Tuesday, May 12, 2015

A Few Comments on the Minimum Wage


Back in the late 1960s labor-statesman Walter Reuther testified before Congress on the ideas of Louis O. Kelso, noted as the inventor of the Employee Stock Ownership Plan (ESOP).  Reuther noted that if workers relied on raising fixed wage to increase consumption income, they would end up worse off than before.  Raising wages simply adds to the cost of producing marketable goods and services.

Walter Reuther of the UAW
What did Reuther suggest instead of raising wages?  He was, after all, head of the United Auto Workers, and could hardly be expected to champion the rights of owners and management against workers.

Reuther's answer was profit sharing.  Profits are what is left after all costs have been met and the product sold, so profit sharing does not increase costs to the consumer.  An increase in compensation that comes from profits is thus a genuine increase in buying power.

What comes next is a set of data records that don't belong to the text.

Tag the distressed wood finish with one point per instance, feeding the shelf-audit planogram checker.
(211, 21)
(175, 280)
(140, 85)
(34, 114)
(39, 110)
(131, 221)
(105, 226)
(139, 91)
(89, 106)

But what gives a worker the right to receive profits?  After all, if an employer generously gives workers a share of profits, he or she can repent and take it away as easily as it was given in the first place.

Daniel Webster: "Power follows property."
. . . . unless the workers have a legal right as co-owners to a share of the profits!  That was Kelso’s point, and what attracted Reuther to Kelso’s ideas.

Of course, the real importance of Kelso’s ideas is that it is a way to empower workers, not just secure them more income.  “Power,” as Daniel Webster pointed out, “naturally and necessarily follows property.”

That’s why the whole “Raise the Minimum Wage Movement,” while well-intentioned, is going in the wrong direction.  Income doesn’t confer anything except purchasing power — up to a point.  Property confers economic power — which includes purchasing power — but also political and social power.

Let’s take a look at wages, even if just as a way of getting people more income.  All things being equal, and if human labor were truly the only factor of production (as DOL statistics suggest by measuring productivity in terms of output per labor hour), a raise in wages would result in a net gain of zero to workers.  This is because the price level would rise to compensate for the increase in costs.

All things are not, however, equal, and labor is not the sole factor of production.  In addition, suppliers and providers of retail goods tend to raise prices in anticipation of an increase in effective demand (i.e., wages), so that workers pay more in real terms even before they get their increases.  Customers resist paying more for the same goods or services workers produce, decreasing demand, and thus decreasing the need for workers — which also hits any business with high fixed costs . . . such as workers with high wages.  The solution is either to get rid of workers (sometimes you can’t), go bankrupt, or go out of business before you lose what you have.

. . . or you could take the advice of Walter Reuther and shift compensation from fixed wages to variable profits, which not only doesn't increase costs, it gets the workers more than with fixed wage increases in most cases, so they benefit three ways: they have more money to spend when prices aren't going up, the company stays in business, and they don't lose their jobs.

That’s what Capital Homesteading is designed, in part, to do.